La question du piratage de contenu multimédia sur Internet est un sujet dont on entend parler depuis aussi longtemps que le téléchargement, puis plus tard le streaming, existent ; même à l’époque où avoir l’ADSL était un luxe et qu’on avait un modem qui, dès qu’on se connectait au net, bloquait la ligne téléphonique et faisait un bruit de vieux télécopieurs quand il se connectait. « Chéri, tu es sur Internet ? » – « Non maman bien sûr que non ! » – « Alors pourquoi je peux pas téléphoner ? » – « Oups… » je vous parle d’un temps que les moins de vingt ans ne peuvent pas connaître, tout ça tout ça.
La décision de justice rendue jeudi dernier a fait plaisir aux professionnels et il faut les comprendre. C’est vrai qu’un immense travail d’écriture, de réalisation, de tournage et de post production est fourni pour qu’on puisse jouir de ces films et ces séries qu’on aime tant ; et comme on le disait dans notre article sur l’industrie du disque, les acteurs, scénaristes et techniciens, au même titre que les chanteurs et groupes de musique, ne touchent déjà qu’un tout petit pourcentage des recettes. Alors si on ne paye plus le contenu qu’ils nous offrent…
Pourtant, si cette décision de justice paraît être une grande victoire pour le secteur professionnel, on va vite se rendre compte qu’elle ne va en réalité, pas changer grand-chose. Alors non, on ne vous dit pas de télécharger vos épisodes de séries. Télécharger, c’est le mal.
Toutefois, a-t-on réellement d’autre choix, si on ne veut pas arrêter de regarder nos programmes favoris? N’y a-t-il donc aucune alternative ?
Des alternatives, il y en a. Le problème en France est que les chaînes de télévision ont le monopole de diffusion des séries. Pour les films, c’est encore différent. Car pour le streaming, il est plus ou moins question de séries, surtout dans des tranches d’âge des 18-25 ans, car il faut le dire, ceux qui regardent les séries américaines en VOSTFR quelques heures après leur diffusion aux US sont souvent jeunes, étudiants et n’ont pas les moyens de s’acheter tous les coffrets en DVD. Puis il faut être honnête, les chaînes françaises – et il est question ici des chaînes nationales, de la TNT car on n’a pas tous l’abonnement au câble ou la télé par notre fournisseur internet – se contentent souvent des séries à succès, souvent dans le même style policier et de temps en temps un peu de fantastique et les diffusent parfois plus d’un an après leur passage aux US et le plus souvent dans le mauvais ordre.
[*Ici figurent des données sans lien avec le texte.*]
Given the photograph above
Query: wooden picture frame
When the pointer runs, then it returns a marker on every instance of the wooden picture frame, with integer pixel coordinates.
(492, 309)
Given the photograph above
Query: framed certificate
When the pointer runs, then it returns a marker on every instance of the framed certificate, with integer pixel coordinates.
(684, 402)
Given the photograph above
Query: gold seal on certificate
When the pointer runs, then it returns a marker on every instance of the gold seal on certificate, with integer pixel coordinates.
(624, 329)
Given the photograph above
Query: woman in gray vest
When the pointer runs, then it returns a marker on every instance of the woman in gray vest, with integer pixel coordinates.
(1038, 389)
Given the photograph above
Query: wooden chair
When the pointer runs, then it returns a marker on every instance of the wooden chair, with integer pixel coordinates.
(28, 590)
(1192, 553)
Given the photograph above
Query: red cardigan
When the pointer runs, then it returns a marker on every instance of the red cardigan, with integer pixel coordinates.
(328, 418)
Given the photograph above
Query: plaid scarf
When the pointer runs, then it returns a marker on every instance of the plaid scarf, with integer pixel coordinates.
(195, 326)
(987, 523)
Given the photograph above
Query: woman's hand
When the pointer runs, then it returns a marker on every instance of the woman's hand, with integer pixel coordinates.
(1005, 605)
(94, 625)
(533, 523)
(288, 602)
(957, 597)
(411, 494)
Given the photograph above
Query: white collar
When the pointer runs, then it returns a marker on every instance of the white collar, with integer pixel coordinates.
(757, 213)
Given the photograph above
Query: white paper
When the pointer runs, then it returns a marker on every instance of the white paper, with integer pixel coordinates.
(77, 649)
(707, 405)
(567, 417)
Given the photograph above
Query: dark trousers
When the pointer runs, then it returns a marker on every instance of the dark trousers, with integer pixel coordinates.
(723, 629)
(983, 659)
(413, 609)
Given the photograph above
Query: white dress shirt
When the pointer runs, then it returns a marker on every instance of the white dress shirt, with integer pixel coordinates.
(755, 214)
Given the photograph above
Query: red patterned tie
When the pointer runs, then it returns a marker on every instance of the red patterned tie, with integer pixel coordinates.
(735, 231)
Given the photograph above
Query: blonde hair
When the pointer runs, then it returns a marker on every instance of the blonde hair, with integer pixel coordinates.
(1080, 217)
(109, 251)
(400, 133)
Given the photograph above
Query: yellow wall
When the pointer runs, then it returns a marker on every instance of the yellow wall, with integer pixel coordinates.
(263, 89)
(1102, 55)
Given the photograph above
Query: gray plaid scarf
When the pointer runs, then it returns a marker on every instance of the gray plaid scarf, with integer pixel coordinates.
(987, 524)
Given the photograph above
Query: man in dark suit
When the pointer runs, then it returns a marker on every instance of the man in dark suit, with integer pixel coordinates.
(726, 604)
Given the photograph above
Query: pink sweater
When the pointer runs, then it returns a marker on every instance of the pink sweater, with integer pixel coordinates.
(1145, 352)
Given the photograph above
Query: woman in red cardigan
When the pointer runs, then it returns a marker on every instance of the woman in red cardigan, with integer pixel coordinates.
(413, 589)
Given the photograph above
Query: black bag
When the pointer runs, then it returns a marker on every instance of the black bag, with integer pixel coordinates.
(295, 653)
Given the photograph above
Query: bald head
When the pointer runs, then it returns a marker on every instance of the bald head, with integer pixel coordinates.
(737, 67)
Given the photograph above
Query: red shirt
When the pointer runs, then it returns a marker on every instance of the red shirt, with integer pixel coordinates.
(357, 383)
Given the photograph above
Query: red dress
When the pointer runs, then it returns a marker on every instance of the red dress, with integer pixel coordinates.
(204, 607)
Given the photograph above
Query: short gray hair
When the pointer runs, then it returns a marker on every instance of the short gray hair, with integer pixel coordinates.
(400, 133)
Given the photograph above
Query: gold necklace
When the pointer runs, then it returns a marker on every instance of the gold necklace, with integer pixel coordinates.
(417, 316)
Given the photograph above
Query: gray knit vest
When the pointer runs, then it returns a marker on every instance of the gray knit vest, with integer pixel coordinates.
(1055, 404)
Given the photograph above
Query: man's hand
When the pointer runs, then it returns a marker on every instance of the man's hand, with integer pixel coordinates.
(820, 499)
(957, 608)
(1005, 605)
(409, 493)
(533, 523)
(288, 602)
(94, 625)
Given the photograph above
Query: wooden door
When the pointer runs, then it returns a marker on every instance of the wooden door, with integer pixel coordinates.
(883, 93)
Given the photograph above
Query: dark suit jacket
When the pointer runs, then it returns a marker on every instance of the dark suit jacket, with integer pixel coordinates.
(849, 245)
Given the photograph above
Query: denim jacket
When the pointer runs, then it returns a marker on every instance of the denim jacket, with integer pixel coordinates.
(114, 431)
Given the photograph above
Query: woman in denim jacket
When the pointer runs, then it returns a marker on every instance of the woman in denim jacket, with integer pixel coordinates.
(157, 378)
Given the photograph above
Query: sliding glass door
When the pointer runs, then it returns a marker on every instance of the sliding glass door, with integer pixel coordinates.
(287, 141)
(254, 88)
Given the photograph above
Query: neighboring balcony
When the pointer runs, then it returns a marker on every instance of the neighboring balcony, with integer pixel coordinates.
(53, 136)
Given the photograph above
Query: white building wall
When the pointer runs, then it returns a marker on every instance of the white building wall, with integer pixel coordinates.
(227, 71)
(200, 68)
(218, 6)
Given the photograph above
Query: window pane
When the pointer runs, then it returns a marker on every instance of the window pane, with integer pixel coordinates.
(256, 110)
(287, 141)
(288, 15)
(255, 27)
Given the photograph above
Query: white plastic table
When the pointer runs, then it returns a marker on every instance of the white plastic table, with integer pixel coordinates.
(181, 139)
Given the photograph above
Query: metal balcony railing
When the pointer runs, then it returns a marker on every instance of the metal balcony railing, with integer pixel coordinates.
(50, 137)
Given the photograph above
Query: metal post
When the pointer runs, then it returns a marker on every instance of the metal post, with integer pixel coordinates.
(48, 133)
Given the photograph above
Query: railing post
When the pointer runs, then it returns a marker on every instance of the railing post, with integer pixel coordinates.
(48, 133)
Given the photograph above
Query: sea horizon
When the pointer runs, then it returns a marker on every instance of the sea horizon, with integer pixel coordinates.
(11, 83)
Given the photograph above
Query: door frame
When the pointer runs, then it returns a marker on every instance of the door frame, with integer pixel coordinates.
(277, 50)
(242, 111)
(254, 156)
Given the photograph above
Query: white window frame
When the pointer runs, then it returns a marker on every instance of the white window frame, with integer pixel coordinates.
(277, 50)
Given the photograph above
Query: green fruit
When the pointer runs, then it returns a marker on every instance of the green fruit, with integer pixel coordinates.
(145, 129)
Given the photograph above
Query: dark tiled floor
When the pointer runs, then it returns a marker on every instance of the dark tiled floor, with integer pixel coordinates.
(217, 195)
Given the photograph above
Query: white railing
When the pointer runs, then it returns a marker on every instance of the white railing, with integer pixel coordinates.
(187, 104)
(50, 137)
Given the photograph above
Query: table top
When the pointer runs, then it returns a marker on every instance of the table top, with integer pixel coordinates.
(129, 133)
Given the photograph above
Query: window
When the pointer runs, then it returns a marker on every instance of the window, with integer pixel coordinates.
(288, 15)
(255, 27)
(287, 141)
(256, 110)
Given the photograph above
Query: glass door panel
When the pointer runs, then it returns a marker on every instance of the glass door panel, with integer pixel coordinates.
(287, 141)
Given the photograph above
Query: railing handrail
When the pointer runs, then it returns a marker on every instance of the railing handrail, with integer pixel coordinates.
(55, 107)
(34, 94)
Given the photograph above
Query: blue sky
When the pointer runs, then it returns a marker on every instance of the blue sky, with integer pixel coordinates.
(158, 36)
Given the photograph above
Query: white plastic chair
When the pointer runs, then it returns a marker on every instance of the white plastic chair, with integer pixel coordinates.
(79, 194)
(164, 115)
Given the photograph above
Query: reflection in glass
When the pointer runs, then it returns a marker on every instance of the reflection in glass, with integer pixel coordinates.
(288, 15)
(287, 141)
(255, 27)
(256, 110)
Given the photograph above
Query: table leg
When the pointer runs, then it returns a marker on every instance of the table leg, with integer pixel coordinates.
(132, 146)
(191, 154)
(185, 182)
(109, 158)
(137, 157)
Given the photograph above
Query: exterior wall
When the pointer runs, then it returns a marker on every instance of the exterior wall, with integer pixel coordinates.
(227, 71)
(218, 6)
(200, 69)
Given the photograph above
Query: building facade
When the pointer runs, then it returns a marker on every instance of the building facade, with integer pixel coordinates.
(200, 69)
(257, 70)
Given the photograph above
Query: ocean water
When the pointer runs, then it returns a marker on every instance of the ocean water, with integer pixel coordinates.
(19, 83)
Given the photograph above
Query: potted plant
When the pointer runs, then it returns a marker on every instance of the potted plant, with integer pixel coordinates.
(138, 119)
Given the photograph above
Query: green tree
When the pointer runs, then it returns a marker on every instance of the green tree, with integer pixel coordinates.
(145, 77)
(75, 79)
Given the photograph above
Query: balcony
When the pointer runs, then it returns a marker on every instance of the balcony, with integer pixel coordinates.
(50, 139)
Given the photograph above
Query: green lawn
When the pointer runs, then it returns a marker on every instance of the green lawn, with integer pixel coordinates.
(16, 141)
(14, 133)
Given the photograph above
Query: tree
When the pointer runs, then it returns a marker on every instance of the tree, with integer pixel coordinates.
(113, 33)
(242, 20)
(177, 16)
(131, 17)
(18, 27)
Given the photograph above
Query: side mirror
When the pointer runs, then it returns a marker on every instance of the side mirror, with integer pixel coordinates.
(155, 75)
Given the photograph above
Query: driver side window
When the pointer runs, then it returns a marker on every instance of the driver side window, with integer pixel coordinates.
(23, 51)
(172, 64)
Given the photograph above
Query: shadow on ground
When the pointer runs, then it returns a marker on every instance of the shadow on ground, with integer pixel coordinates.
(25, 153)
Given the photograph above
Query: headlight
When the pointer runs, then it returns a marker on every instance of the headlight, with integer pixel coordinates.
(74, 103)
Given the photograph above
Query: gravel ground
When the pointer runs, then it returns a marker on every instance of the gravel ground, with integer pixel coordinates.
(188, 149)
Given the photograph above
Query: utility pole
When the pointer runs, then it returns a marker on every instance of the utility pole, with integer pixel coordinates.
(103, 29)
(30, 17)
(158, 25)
Bien sûr, ils sont aussi là pour faire du profit et doivent trouver les programmes qui plairont au plus de personnes possible. On passe pourtant à côté de petites perles car elles ne seront jamais diffusées chez nous.
Alors doit-on sacrifier notre amour pour les séries et dans un second temps la diversité des programmes auxquels nous avons accès sur l’autel de l’audience et du grand public ?
Des alternatives légales, il en existe. Si on pose la question autour de nous, on entend souvent que finalement, le visionnage gratuit n’est pas qu’une question d’être radin ou non, beaucoup de personnes sont prêtes à payer un minimum si on leur offre un service de diffusion de séries et de films. Par exemple, à l’étranger, des plateformes comme Netflix se développent de plus en plus, offrant des films et séries originales en flux continu moyennant un abonnement mensuel de 8$ (ce qui fait environ 5 euros).
Pourquoi un tel service ne pourrait-il pas exister en France ? Des sites comme Deezer et Spotify se sont bien développés pour la musique, pourquoi pas la même chose pour les séries et les films ? En tant qu’étudiants ou jeunes à la situation financière aussi bancale qu’une chaise à deux pieds, on aimerait voir de telles solutions. Ou pourquoi pas une redevance adaptée ? On veut regarder alors on paye un peu plus ? Sur la base du volontariat, on ne va pas faire payer ceux qui ne regardent pas de séries ou de films sur Internet. Il est vrai que certains services nous proposent des séries en diffusion +h24. Et il est vrai aussi, concernant les films surtout, qu’avoir l’objet DVD reste une pratique encore courante, avoir l’objet en main, c’est comme le CD, c’est le bien.
Ce débat s’inscrit dans un contexte de mutation culturelle, où le numérique redéfinit totalement notre rapport au contenu audiovisuel. On a accès à tout, tout de suite, voilà pourquoi attendre la diffusion de notre série préférée pendant un an et demi peut sembler frustrant. Il n’est pas encore question d’un accès gratuit et illimité à la culture mais peut-être que nos instances devraient songer à cette mutation qu’est en train de connaître le monde culturel et qu’en débattant autour d’une table, on pourrait trouver des solutions.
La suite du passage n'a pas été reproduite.